Opposing views concerning funding for the Phi Beta Lambda National Leadership Conference leads to discussions about the club’s recurring financial requests.
PBL requested about $11,000 from the Associated Students of Cerritos College senate, so that six students and one adviser would be able to attend the 2018 conference in Baltimore, Md.
Minority Leader Samuel Jimenez believes the club is asking too much for only sending a small amount of students.
“Why only six students? Why not more? Is it going to benefit them or is it going to benefit the school or is it going to benefit the student body in the long run?” questioned Jimenez, “They’re asking $10,000 for six students, and I’m like, ‘really? That’s just outrageous.’”
Jimenez also stated the senate has not met the six students who will attend conference and have not received any pictures or awards that have proved what they’ve won, making him question how they would benefit Cerritos College.
Jerry Ramos, professor of business administration and co-adviser of PBL, expressed appreciation for Jimenez’s diligence, however, felt his words were ill-advised.
“I believe the comments were offensive… because it made us sound money hungry and greedy and self-serving.

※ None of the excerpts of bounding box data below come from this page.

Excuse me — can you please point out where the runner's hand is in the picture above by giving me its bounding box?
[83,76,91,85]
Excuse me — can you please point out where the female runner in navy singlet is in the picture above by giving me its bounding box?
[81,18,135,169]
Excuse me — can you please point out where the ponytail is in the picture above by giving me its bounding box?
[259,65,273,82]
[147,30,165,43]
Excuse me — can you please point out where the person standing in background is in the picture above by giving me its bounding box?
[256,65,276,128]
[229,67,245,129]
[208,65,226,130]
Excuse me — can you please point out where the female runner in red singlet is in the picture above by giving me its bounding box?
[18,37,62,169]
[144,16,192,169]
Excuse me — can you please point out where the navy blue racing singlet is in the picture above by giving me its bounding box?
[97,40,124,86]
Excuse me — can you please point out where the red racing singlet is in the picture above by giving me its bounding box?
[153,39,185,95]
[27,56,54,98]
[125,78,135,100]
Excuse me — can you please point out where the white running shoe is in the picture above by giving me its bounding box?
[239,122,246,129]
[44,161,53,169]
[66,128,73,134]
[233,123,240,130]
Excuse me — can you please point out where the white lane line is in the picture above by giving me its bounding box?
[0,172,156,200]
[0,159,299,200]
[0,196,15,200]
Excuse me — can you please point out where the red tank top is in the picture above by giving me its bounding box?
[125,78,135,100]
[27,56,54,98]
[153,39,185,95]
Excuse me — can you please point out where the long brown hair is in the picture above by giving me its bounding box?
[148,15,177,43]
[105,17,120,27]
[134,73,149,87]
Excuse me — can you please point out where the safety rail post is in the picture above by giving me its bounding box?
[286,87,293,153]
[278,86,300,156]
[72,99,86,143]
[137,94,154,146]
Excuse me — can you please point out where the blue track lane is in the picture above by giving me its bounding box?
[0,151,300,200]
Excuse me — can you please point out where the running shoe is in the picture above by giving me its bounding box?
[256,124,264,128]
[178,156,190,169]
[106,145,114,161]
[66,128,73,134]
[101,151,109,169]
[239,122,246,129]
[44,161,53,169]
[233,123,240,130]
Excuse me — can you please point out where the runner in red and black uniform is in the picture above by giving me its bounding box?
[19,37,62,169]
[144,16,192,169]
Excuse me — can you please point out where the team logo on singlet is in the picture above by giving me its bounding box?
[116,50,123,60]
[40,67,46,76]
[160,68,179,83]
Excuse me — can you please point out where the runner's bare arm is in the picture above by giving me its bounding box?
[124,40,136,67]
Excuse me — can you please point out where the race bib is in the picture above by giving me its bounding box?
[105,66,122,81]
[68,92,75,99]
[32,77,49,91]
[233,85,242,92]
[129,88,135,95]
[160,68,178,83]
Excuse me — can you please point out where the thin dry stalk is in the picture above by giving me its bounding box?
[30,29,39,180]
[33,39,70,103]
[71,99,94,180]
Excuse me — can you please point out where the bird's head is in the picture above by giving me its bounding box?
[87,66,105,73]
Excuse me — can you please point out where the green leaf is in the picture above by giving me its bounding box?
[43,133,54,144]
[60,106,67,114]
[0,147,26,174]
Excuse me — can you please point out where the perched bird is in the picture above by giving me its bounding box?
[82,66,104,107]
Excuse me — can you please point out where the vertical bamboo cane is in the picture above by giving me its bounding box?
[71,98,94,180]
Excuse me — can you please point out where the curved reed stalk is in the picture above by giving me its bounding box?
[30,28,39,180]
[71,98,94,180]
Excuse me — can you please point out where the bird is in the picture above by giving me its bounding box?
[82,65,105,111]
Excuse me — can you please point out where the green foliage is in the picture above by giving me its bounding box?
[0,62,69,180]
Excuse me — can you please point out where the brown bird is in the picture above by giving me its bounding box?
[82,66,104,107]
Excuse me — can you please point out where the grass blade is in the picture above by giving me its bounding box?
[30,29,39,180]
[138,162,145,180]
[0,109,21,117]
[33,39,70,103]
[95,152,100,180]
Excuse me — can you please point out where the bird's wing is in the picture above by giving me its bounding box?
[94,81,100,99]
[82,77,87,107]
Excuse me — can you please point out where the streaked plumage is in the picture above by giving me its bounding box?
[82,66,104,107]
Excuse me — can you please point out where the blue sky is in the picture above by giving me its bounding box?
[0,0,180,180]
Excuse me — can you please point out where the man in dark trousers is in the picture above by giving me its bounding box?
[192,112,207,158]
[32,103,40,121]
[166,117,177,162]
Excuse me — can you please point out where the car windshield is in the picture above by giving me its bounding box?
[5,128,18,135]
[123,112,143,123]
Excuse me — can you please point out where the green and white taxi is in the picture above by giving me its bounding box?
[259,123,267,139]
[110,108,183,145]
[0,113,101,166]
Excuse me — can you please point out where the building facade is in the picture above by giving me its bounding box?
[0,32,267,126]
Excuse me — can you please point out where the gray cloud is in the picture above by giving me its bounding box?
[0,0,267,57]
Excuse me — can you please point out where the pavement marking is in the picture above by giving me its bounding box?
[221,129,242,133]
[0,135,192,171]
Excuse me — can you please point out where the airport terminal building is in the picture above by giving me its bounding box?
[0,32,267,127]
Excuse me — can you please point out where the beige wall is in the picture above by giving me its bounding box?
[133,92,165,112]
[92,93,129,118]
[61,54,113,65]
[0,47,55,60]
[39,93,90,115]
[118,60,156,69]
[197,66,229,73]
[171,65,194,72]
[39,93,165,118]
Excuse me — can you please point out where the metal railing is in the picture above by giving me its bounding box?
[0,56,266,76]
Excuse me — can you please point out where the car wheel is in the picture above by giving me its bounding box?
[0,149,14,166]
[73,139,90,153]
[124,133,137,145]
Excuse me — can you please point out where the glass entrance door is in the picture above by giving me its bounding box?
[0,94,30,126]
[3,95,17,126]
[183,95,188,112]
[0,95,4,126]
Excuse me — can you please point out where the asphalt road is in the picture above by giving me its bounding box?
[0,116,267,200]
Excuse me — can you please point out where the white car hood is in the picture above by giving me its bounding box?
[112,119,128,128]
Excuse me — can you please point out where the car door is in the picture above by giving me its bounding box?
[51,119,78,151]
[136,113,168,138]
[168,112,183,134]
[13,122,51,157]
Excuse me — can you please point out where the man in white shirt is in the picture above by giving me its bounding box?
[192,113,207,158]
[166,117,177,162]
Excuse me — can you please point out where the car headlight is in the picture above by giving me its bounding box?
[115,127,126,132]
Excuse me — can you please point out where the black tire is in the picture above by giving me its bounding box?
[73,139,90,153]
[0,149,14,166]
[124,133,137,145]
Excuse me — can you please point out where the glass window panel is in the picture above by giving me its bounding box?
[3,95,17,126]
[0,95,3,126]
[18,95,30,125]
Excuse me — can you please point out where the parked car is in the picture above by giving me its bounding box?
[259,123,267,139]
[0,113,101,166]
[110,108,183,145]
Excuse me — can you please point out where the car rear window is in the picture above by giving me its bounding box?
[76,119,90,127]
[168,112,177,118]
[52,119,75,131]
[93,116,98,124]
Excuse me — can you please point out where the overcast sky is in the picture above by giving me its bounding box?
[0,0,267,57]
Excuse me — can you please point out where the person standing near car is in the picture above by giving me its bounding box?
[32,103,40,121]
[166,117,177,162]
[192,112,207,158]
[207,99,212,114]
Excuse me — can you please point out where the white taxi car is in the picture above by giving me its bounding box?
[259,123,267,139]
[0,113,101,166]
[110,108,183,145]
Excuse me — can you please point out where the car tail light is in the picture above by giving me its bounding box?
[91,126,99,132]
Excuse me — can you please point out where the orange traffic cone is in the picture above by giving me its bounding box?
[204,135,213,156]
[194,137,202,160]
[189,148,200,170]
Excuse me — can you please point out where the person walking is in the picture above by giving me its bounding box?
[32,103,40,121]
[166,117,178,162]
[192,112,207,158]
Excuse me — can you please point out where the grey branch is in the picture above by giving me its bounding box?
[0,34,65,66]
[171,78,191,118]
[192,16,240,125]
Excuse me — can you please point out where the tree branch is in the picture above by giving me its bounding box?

That’s not the purpose and aim… neither that nor the mission of Phi Beta Lambda here on campus,” Ramos stated.
“I wish the senator would have elaborated a little bit more, but in what he did state, again, it was offensive. I’m proud of being advisor, proud that I’ve seen so much growth in these students in making the time to be collaborative in team settings,” he finished.
Ramos claimed that the club is visible, active and people should make the effort to get to know them.
Jimenez said he is here to serve the student body of the school and if he feels like PBL is taking advantage, he is going to try and go against it.
He is also aware of senators who are in PBL and has made his concerns known about bias during voting.
If there was a motion he could make to not have those senators vote for the bill, he would.
Ramos said he understands and will leave it up to student leaders whether members should be allowed to vote or not, although he worries the students will not be able to serve their community as well.
“It’s really a make or break. If we don’t get funding, I think we’re done, we’re not going,” Ramos emphasized, “How can you even put a price tag on one person’s achievements? Let’s just say one of [the students] achieves their goal because they were inspired, that’s good enough for me.”
He hopes they are granted funding to see greater good and inspire the young leaders of tomorrow.
ASCC will decide whether or not PBL will receive funding May 9.
“Good luck to them. If they win, they win. If they lose, then they can try again next semester,” said Jimenez.